Michael Ryder stepped up with his third outing at Celine in a way that didn’t dampen the crowd’s enthusiasm. “Creating life in clothes” is one way he puts it. “We’re always scared when it looks like a fashion show,” she added. Expensive-looking yet aspirationally relevant, his collections gave both women and men the satisfying impression that you might as well hit the streets and join the life of a sunny Parisian afternoon dressed in anything off the runway.
Put together, but not too much. In his last two seasons, he nailed the preppy look: lots of silk scarves, rugby shirts, chinos and wrap ties. He sparked a trend, but not one he wanted to get caught up in. Now he was looking to cut a short line, made closer to the body: coats and suits with clean shoulders, fitted to the torso and worn with cropped kick flares; adaptation of the French Moors; A panoply of tight longline overcoats for men.
Turning the fashion dial takes a lot of insight into the zeitgeist.
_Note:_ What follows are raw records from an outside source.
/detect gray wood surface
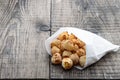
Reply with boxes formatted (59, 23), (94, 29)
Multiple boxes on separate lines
(50, 0), (120, 79)
(0, 0), (120, 79)
(0, 0), (50, 79)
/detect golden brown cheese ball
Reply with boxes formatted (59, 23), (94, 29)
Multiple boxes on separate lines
(51, 46), (60, 55)
(70, 54), (79, 65)
(51, 39), (61, 48)
(61, 40), (74, 51)
(51, 53), (62, 64)
(74, 44), (79, 51)
(77, 39), (85, 47)
(51, 31), (86, 69)
(68, 33), (77, 40)
(62, 58), (73, 69)
(62, 51), (72, 57)
(76, 48), (86, 57)
(57, 32), (69, 41)
(79, 55), (86, 67)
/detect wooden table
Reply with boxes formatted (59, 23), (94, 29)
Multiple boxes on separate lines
(0, 0), (120, 79)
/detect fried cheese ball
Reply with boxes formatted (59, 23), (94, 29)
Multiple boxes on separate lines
(62, 58), (73, 69)
(51, 39), (61, 48)
(62, 51), (72, 57)
(57, 31), (69, 41)
(61, 40), (74, 51)
(70, 54), (79, 65)
(76, 48), (86, 57)
(51, 46), (60, 55)
(79, 55), (86, 67)
(51, 53), (62, 64)
(68, 33), (77, 40)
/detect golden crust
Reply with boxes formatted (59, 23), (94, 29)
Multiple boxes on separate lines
(51, 53), (62, 64)
(70, 54), (79, 65)
(62, 58), (73, 69)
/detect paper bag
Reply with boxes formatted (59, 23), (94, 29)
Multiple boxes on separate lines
(45, 27), (119, 70)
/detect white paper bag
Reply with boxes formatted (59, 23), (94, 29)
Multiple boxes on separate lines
(45, 27), (119, 70)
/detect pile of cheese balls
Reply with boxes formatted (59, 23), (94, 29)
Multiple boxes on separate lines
(51, 31), (86, 69)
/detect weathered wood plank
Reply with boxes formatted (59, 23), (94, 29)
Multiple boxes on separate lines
(50, 0), (120, 79)
(0, 0), (50, 79)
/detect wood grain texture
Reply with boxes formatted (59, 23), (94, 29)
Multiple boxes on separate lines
(0, 0), (51, 79)
(50, 0), (120, 79)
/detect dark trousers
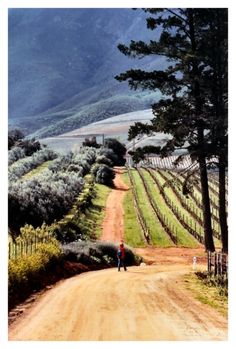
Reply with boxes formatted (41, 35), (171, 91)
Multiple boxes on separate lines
(118, 258), (127, 271)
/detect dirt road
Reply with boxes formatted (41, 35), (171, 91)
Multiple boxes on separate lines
(9, 167), (227, 341)
(101, 168), (128, 242)
(9, 264), (227, 341)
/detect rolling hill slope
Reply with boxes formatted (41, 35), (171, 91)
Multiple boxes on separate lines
(9, 8), (166, 138)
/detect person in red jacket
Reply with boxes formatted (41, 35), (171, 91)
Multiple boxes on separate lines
(117, 242), (127, 271)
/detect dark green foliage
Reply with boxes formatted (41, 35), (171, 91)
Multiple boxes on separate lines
(91, 164), (115, 186)
(105, 138), (126, 166)
(129, 145), (161, 164)
(96, 155), (113, 167)
(8, 129), (24, 150)
(62, 241), (140, 268)
(16, 139), (41, 156)
(82, 137), (101, 148)
(195, 271), (228, 297)
(116, 8), (227, 251)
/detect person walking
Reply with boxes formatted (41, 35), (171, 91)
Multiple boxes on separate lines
(117, 242), (127, 271)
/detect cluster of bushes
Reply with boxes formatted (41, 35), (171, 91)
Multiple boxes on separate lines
(62, 241), (141, 269)
(8, 170), (84, 231)
(8, 148), (99, 235)
(8, 148), (57, 182)
(9, 142), (125, 235)
(8, 238), (141, 310)
(8, 129), (41, 161)
(195, 271), (228, 297)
Fresh into the role of creative director, Ryder sees a trend that has been rampant for the past decade coming to an end. “I think Céline is a place where you go to find beautifully cut clothes; a slim silhouette,” she said. The difference lies in how it is assembled. “Classics are one thing, but we like to cut,” he said. “A jacket is a jacket, but it shows character. I don’t like the idea of something that hides what people are going through.”
That balance between downright luxurious and slightly whimsical is reflected in Headspace — the odd crown of feathers growing in the boys’ hair, the satin mufflers climbing over the faces (references, he said, to our “dirty inner lives”). How did he get there? “Intuition,” he shrugged. Designing and styling for him and his team is “like a jam session. Putting a collection together, we’re always critiquing each other. One note after another.”
That sound was amplified—literally—into music, which played an elevated role in giving context to what was happening. Installations of old-school wood amplifiers destroyed Prince and uptempo gospel (the entire playlist is now on Spotify). He told you about Boys in the Band’s skinny hook-up trousers and cropped leather double-breasted jackets that were going on. Just a hint. Nothing too prescriptive or literal. This is the skill of the rider. He makes it feel as if it’s up to us to piece it all together in our own way, while providing all the necessary equipment to go with it.